About the Knott Poetry Prize
The Knott Prize is awarded annually to a poet whose writing eschews piety in order to explore alternative responses to the claims of religion, including skepticism; dissent; celebratory humanism; philosophically serious mystery; and celebrations of scientific thinking.
Our prize is named in honor of American poet Bill Knott, who in 2006 published a short essay calling for American poets to look beyond religion and fill what he identified as a gap in American poetry culture:
Why are there no, or almost no, anthologies of contemporary atheist poetry? Why are so few contemporary USA poets writing atheist poetry? Yeats called an old man "a coat upon a stick." Is it too much to hope that I can try to be a coat upon a stick, rather than a cloak upon a cross?
Submission guidelines
Poets are asked to submit between 1 and 6 English-language poems, totaling not more than 300 lines. Poems may be in any form. If previously published, please include a clip or URL. Only U.S. residents are eligible to receive a cash prize. The winning poems will in some way show a commitment to secularism, by making use of skeptical, scientific, or humanistic attitudes, or by addressing these topics explicitly or implicitly.
All submissions will be considered for publication in Clarion. We offer the first-place winner will receive a cash payment of not less than $100, as well as a publishing consultation with the editors of Clarion.
We will be reading submissions for the 2020 award between January 4th-October 31, 2019. If you'd like to be considered, submit your work via our submissions portal, or send it in via hard copy to Clarion, c/o Pen & Anvil Press, 139 Mt. Vernon Street, Fitchburg MA 01420. Please submit your $7 entry fee via Submittable or by check payable to Pen & Anvil.
We will be announcing the winner of the 2020 award in the first quarter of 2020.
Please note that staff members, past or present, of Clarion or Pen & Anvil are not eligible to participate in this competition.
Background
Bill Knott (17 February 1940 - 12 March 2014) was born in Carson City, Michigan. Knott was for many years an associate professor at Emerson College in Boston. Known widely in the world of American poetry as a gadfly and self-labeled outsider or "minor" poet, Knott self-published his own poetry collections, numbering in the dozens, making them available for free online or through print-on-demand vendors. He first received recognition with The Naomi Poems published in 1968 under the name Saint Geraud.
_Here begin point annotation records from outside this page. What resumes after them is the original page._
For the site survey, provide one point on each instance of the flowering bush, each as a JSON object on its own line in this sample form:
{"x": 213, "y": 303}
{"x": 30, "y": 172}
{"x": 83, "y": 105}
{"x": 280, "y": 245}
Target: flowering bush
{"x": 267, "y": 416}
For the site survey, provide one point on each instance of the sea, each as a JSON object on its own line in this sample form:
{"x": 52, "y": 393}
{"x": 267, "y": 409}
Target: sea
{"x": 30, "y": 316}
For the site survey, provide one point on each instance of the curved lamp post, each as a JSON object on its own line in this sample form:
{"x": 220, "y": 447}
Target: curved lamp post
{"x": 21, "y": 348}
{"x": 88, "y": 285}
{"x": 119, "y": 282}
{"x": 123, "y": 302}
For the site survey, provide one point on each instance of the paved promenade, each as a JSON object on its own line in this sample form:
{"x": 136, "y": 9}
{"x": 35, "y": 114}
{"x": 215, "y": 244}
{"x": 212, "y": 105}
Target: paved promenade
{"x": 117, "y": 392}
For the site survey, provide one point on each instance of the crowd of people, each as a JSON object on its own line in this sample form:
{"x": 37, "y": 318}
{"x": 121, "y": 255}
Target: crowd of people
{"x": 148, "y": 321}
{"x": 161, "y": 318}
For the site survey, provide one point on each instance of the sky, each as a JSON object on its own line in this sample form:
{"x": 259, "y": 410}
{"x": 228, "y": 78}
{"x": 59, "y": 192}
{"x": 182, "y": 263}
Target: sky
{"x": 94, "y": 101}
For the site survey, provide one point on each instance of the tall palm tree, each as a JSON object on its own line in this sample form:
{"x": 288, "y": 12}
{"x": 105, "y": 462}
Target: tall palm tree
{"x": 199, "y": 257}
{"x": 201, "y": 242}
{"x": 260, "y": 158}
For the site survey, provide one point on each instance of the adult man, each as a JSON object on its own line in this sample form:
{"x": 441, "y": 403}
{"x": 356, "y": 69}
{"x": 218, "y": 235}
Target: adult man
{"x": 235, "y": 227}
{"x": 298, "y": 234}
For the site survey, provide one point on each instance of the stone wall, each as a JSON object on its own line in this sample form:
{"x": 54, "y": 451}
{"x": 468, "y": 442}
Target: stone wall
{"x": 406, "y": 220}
Starting in 2006 or so, Knott began circulating a call for submissions for poems of a specifically non-religious nature. He gathered and published such poems on his blogs, and even awarded cash prizes to poets whose work he judged to be especially examples of atheistic poetry. In different interviews and blog post essays, he called for...
- ... poetry which explores the odd angles of existence without conjuring spirits to inhabit every corner;
- ... poetry which performs the function of witness and questions those matters of ultimate concerns;
- ... poetry that steadfastly refuses to stumble into hazy spiritual literalism;
- ... poetry which succumbs to the revolutionary temptation without also giving itself over to the religious temptation;
- ... poetry which is not dishonest, or deluded, and does not depend upon confusion or delusion to obtain its effects;
- ... poetry which speaks to the quest that is psychological, mental, existential, ethical, and aesthetical, allotting nothing to the superfluous category of "spirituality";
- ... poetry which keeps faith with the aim of Gottfried Benn to write "the absolute poem, the poem without faith; the poem without hope, the poem addressed to no one, the poem made of words which you assemble in a fascinating way";
- ... poetry which takes its share of ownership in the literary tradition, making use of those traditional interactions and confrontations between human and deity native to religious poetry—its rich repertoire of associations and subject matter, its extravagant solidities—without participating in the epistemic claims of religion;
- ... poetry which somehow brings the old ciphers if not back to life, at least back to line;
- ... poetry unafraid to say aloud that the "spirituality" of recent U.S. writing seems suspiciously opportunistic and obsequious given the current political climate;
- ... poetry for the philosophical freethinker, and the political radical, and the everyman reader;
- ... poetry which manifests sincerity and commitment to the world around us as against the imagined worlds of spiritual longing;
- ... poetry which resists (protests against) the "maundering piffle" and "pietistic pap" of normative religiosity, its pretension and clichés, its speciously abstract mea culpas;
- ... poetry which articulates and defends the secular, skeptical, scientific experience of awe and wonder.
- ... a new wisdom literature which upholds mystery without being superstitious.